Театральный язык и живопись(К проблеме иконической риторики)

Театральный язык и живопись(К проблеме иконической риторики)

Связь феномена искусства с удвоением реальности неоднократно отмечалась эстетикой. В этом отношении античные легенды о рождении рифмы из эха, рисунка из обведенной тени исполнены глубокого смысла. Одновременно магическая функция таких предметов, как зеркало, создающих другой мир, похожий на отражаемый, но им не являющийся, «как бы» мир, столь же знаменательна, как и роль метафоры отражения зеркальности для самосознания искусства. Возможность удвоения является онтологической предпосылкой превращения мира предметов в мир знаков: отраженный образ вещи вырван из естественных для нее практических связей (пространственных, контекстных, целевых и прочих) и поэтому легко может быть включен в моделирующие связи человеческого сознания. Отражение лица не может быть включено в связи, естественные для отражаемого объекта, — его нельзя касаться или ласкать, — но вполне может включиться в семиотические связи — его можно оскорблять или использовать для магических манипуляций. В этом отношении оно однотипно слепкам и отпечаткам (например, оттискам следов или отпечаткам рук). Колдовские операции, зафиксированные исключительно широким этнографическим материалом разных культур, которые производятся над следом человека, обычно объясняются диффузностью архаического сознания, которое якобы не отличает части от целого и видит в отпечатке следа нечто принципиально тождественное пробежавшему человеку. Можно высказать, однако, несколько иное предположение: именно то, что след, являясь человеком, одновременно им очевидно не является, то, что он выключен из всей массы обыденно-практических связей, провоцирует включение его в семиотическую ситуацию.
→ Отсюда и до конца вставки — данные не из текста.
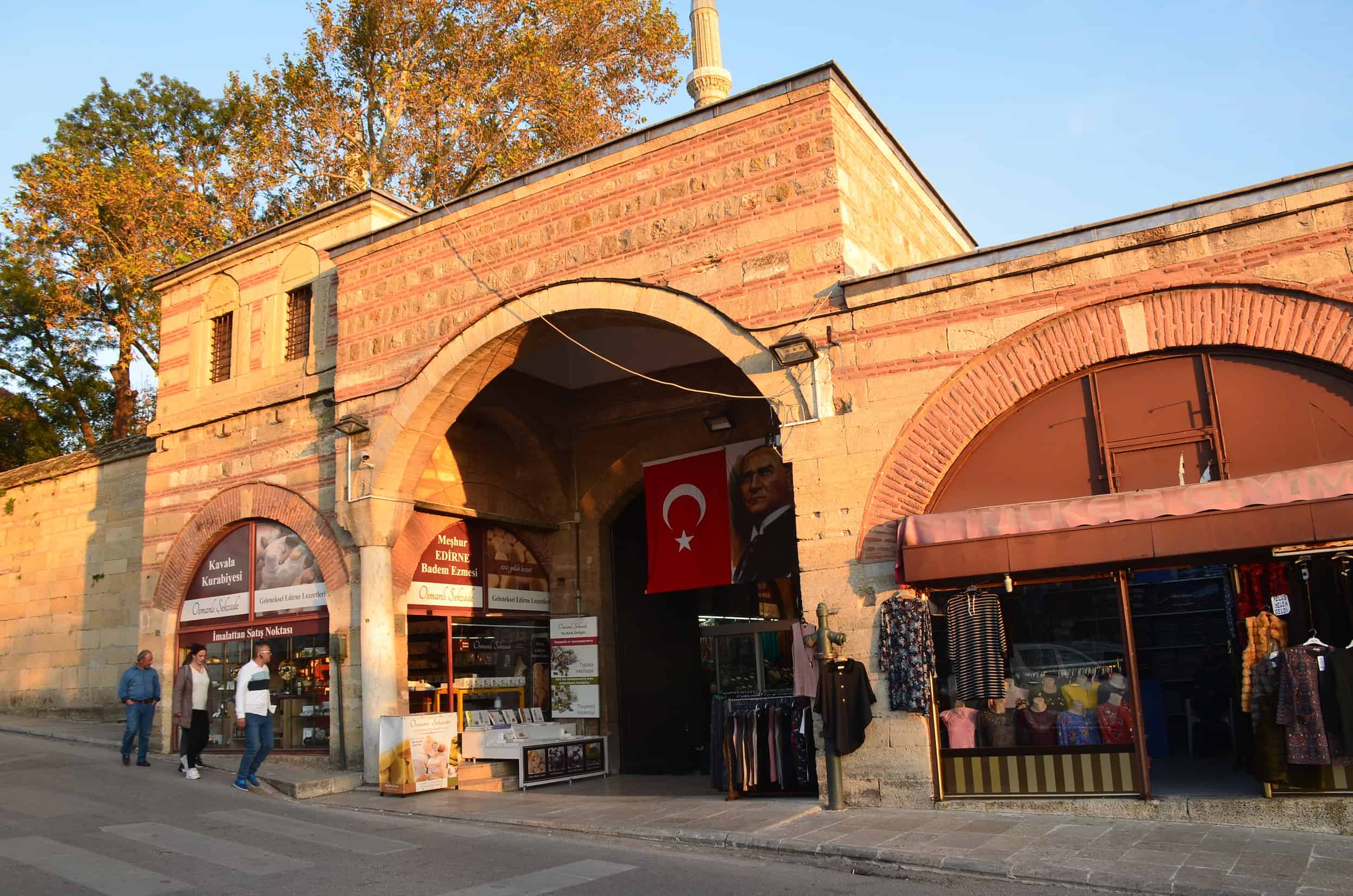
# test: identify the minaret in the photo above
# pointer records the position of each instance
(708, 82)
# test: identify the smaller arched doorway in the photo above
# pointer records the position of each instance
(260, 584)
(1125, 569)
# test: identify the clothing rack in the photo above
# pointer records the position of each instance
(791, 764)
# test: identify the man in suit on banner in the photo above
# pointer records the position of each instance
(767, 496)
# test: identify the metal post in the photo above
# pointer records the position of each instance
(824, 639)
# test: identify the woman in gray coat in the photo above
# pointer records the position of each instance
(194, 706)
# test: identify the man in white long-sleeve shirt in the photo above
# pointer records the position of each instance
(253, 714)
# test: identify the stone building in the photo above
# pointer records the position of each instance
(443, 344)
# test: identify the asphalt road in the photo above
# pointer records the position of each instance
(75, 821)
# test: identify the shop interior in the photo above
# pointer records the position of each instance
(451, 657)
(686, 660)
(1216, 646)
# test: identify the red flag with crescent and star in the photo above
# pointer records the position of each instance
(689, 523)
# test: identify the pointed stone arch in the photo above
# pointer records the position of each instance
(1053, 350)
(248, 501)
(410, 430)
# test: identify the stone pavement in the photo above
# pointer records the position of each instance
(1190, 859)
(1152, 857)
(298, 781)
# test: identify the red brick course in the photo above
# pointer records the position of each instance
(263, 501)
(995, 381)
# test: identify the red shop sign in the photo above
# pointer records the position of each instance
(259, 630)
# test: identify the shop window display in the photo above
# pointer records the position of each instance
(260, 582)
(299, 686)
(509, 651)
(1041, 666)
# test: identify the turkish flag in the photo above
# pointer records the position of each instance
(686, 505)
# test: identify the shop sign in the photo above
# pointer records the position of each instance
(450, 573)
(264, 630)
(418, 753)
(286, 577)
(515, 578)
(221, 587)
(574, 670)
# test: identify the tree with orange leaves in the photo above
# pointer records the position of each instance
(431, 99)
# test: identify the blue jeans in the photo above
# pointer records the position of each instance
(139, 722)
(258, 743)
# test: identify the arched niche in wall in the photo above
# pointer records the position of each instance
(1151, 421)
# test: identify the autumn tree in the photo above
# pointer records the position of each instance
(431, 99)
(128, 187)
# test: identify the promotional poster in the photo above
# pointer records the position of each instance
(478, 566)
(720, 516)
(418, 753)
(574, 672)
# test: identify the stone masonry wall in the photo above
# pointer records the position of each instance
(926, 362)
(72, 584)
(739, 210)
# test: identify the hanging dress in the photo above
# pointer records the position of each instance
(977, 646)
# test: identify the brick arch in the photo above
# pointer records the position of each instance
(1056, 348)
(408, 433)
(234, 505)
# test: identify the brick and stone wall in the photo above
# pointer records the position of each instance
(71, 581)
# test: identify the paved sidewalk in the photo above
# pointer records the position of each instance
(1152, 857)
(295, 781)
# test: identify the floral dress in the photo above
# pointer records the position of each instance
(907, 654)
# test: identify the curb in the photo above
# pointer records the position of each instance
(859, 860)
(58, 735)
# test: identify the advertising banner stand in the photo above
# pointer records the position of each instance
(417, 753)
(574, 673)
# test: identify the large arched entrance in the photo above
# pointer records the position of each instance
(524, 460)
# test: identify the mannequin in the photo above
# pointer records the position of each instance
(961, 724)
(997, 722)
(1049, 692)
(1083, 691)
(1015, 697)
(1115, 721)
(1116, 684)
(1076, 727)
(1037, 724)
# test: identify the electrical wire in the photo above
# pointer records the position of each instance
(773, 401)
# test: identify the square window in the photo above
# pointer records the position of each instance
(298, 322)
(221, 335)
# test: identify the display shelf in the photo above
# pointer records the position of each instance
(462, 694)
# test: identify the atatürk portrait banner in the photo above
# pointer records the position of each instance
(720, 516)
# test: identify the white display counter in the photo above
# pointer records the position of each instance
(546, 752)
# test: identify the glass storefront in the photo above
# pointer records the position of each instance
(1033, 691)
(299, 687)
(260, 584)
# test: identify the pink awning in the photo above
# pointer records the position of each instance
(1306, 484)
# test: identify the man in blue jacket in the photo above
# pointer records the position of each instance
(139, 689)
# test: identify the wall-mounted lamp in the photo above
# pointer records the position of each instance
(351, 425)
(719, 423)
(793, 350)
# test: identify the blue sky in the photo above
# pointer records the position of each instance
(1027, 117)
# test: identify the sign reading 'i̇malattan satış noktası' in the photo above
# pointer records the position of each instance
(450, 573)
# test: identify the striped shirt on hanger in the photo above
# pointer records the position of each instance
(977, 646)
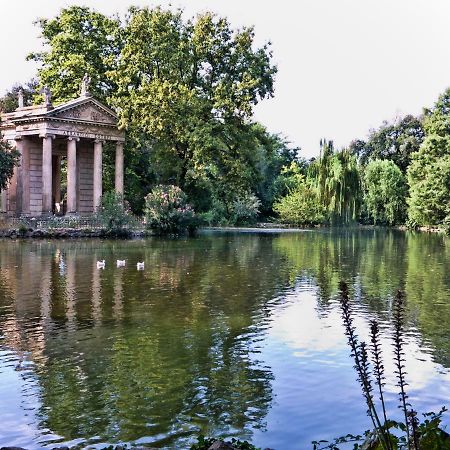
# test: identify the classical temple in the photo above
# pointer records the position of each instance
(70, 134)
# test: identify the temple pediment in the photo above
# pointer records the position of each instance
(86, 110)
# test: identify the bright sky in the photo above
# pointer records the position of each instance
(344, 65)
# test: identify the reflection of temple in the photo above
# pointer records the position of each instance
(47, 136)
(115, 350)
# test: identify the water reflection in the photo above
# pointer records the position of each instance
(224, 334)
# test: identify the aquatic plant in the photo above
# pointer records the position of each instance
(386, 433)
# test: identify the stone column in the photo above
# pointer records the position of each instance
(72, 175)
(57, 180)
(23, 178)
(98, 149)
(3, 202)
(47, 206)
(119, 167)
(26, 177)
(16, 188)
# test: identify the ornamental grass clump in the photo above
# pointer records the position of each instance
(387, 434)
(167, 211)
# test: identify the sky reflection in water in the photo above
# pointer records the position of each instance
(228, 334)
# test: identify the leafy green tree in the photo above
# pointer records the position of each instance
(385, 191)
(114, 214)
(191, 87)
(185, 92)
(302, 206)
(9, 158)
(338, 182)
(10, 101)
(167, 210)
(395, 141)
(79, 41)
(429, 172)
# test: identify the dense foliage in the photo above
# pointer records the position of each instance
(167, 210)
(185, 91)
(429, 172)
(395, 142)
(385, 190)
(301, 206)
(10, 101)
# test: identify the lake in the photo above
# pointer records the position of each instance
(226, 334)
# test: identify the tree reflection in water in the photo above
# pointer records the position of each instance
(161, 354)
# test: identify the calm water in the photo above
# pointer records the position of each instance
(225, 334)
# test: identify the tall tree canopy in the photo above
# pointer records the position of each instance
(78, 41)
(429, 172)
(385, 190)
(392, 141)
(337, 179)
(10, 101)
(9, 158)
(191, 87)
(184, 90)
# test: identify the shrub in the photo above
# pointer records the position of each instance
(167, 211)
(114, 214)
(245, 209)
(301, 207)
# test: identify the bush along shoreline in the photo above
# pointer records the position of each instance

Однако в элементарном факте удвоения некоторого объекта семиотическая ситуация скрыта как чистая возможность. Как правило, она остается неосознанной для наивного сознания, не ориентированного на знаковое восприятие мира. Иное положение складывается, когда происходит двойное удвоение, удвоение удвоения. В этих случаях явственно выступает неадекватность объекта и его отображения, трансформация последнего в процессе удвоения, что, естественно, обращает внимание на механизм удвоения, то есть делает семиотический процесс не спонтанным, а осознанным. Многократность удвоения и трансформация отраженного образа в ходе этого процесса играют особую роль в изобразительных текстах. В словесных текстах условность отношения содержания к выражению, конвенциональный характер этого отношения значительно очевиднее. Обнажение этого факта дается относительно легко, и дальнейшие усилия по созданию поэтического текста направлены на его преодоление: поэзия сливает планы выражения и содержания в сложное образование более высокого уровня организации.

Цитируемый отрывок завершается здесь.